Durante muito tempo, a ideia de que o brasileiro é um sujeito solidário se consolidou. Mas o coronavírus provou o contrário.
Em março do ano passado, a covid-19 aterrissou timidamente em solo tupiniquim. Na ocasião, ninguém imaginaria a futura extensão da catástrofe sanitária. O coronavírus chegou de avião. O executivo de uma grande empresa trouxe o produtor de cadáveres na bagagem. A Europa, então, já colecionava milhares de defuntos.

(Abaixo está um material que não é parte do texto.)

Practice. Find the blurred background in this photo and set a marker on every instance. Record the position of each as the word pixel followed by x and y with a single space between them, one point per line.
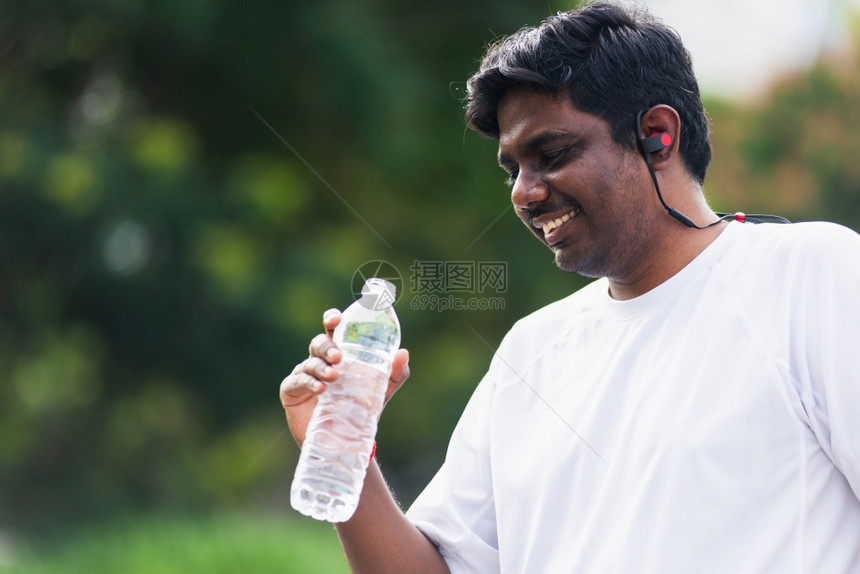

Em abril, o biólogo Atila Lamarino previu que o Brasil fecharia o ano com registro de até 100 mil mortes. No início de 2020, menos de mil pessoas perderam a vida. A plateia apedrejou Lamarino. “Esse sujeito é um comunista antipatriota”, reagiu a rede ensandecida. Mas o profissional da saúde errou feio. A tragédia foi subdimensionada por ele. A Terra de Santa Cruz acabou o ano contabilizando quase 200 mil óbitos. O equívoco foi de apenas cem por cento.
O príncipe Hamlet- fabuloso personagem de William Shakespeare- faria a seguinte observação sobre esse cenário fúnebre: “a louca propagação da desgraça tem método”. São ondas sobre ondas de contágios sem fim.
A pandemia, porém, apresenta utilidade pragmática: é uma ferramenta macabra para destroçar mitos estabelecidos na sociedade nacional. Um deles: a suposta cordialidade do homem (e mulher) brasileiro. E aqui não se faz referência ao livro “Raízes do Brasil” de Sérgio Buarque de Holanda. Aqui se fala sobre o comportamento do povo em meio à mortandade ascendente.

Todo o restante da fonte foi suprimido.